In maniera precisa e puntuale ha respinto tutte le accuse mosse dal sostituto procuratore Elsa Valeria Mignone, davanti ai giudici della seconda sezione penale del Tribunale salentino, presieduti dal dottor Roberto Tanisi.

Punto dopo punto ha spiegato la procedura della gara d’appalto per la rimozione della cartellonistica e la gestione degli spazi pubblicitari adottata dalla Provincia di Lecce nel dicembre del 2008. “Una proceura necessaria- ha detto- a causa grave situazione ereditata dalla precedente amministrazione: c’erano settemila cartelli pubblicitari abusivi sulle strade della provincia”. Regolari sarebbero stati anche gli incontri e le conversazioni con gli imprenditori (imputati nel processo) Gino Siciliano e Giovanni La Gioia soci della Cotup, la società che vinse la gara. Anche il progetto per la realizzazione dell’istituto nautico di Gallipoli, avviato dalla Provincia di Lecce nel 2009 e la presunta assunzione illegittima di un dirigente nel comune di Parabita sarebbero leciti e corretti.

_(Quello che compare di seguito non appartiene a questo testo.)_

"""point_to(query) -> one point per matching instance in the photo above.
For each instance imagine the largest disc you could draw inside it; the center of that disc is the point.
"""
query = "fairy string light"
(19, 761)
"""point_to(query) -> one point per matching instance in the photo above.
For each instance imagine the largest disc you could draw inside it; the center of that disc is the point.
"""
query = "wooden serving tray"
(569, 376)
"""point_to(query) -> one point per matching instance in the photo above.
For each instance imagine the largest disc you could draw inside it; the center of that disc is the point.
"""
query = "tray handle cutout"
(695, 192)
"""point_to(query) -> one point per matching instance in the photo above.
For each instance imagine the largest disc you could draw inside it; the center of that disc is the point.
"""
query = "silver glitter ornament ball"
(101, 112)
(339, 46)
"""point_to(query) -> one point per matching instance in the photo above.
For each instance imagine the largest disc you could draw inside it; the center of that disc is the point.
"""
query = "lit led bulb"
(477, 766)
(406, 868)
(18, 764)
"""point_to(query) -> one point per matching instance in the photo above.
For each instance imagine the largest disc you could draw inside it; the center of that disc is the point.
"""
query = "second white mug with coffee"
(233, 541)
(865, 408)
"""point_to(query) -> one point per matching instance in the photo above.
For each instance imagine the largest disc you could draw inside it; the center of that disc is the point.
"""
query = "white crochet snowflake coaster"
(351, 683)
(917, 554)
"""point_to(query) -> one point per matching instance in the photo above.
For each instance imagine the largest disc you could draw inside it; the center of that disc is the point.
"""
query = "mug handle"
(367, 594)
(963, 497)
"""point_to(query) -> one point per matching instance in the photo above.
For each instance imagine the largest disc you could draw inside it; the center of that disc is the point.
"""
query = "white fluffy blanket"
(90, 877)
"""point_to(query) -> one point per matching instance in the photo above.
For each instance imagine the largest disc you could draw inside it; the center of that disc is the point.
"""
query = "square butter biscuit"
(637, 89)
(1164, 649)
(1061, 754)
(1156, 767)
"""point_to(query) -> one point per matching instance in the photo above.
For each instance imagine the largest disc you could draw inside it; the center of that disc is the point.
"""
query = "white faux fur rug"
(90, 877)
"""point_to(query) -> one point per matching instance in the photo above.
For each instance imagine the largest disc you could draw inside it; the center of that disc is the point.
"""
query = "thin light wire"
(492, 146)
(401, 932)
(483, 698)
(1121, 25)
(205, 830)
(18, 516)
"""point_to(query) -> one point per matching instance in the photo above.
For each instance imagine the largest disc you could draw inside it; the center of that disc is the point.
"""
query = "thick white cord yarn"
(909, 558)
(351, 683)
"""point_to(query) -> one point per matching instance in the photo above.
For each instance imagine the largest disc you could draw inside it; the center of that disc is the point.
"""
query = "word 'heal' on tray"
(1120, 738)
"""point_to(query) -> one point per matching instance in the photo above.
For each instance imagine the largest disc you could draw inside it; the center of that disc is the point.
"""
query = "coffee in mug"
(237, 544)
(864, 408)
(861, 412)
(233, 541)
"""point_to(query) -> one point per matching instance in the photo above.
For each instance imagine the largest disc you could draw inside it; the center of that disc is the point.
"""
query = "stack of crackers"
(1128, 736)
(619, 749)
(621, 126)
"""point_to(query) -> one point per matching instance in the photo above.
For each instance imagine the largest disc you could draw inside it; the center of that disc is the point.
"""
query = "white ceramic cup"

Oltre a Fasano, Siciliano e Lagioia, nel processo figurano come imputati anche Michele Patano, direttore tecnico del Cotup e Michela Corsi, ex collaboratrice dell’autorità di vigilanza sui contratti pubblici. Nella prossima udienza, che si terrà il 24 ottobre, sarà proprio quest’ultima a fornire la propria testimonianza. I cinque imputati rispondono a vario titolo di corruzione, turbativa d’asta, violazione del segreto d’ufficio e falso in atto pubblico.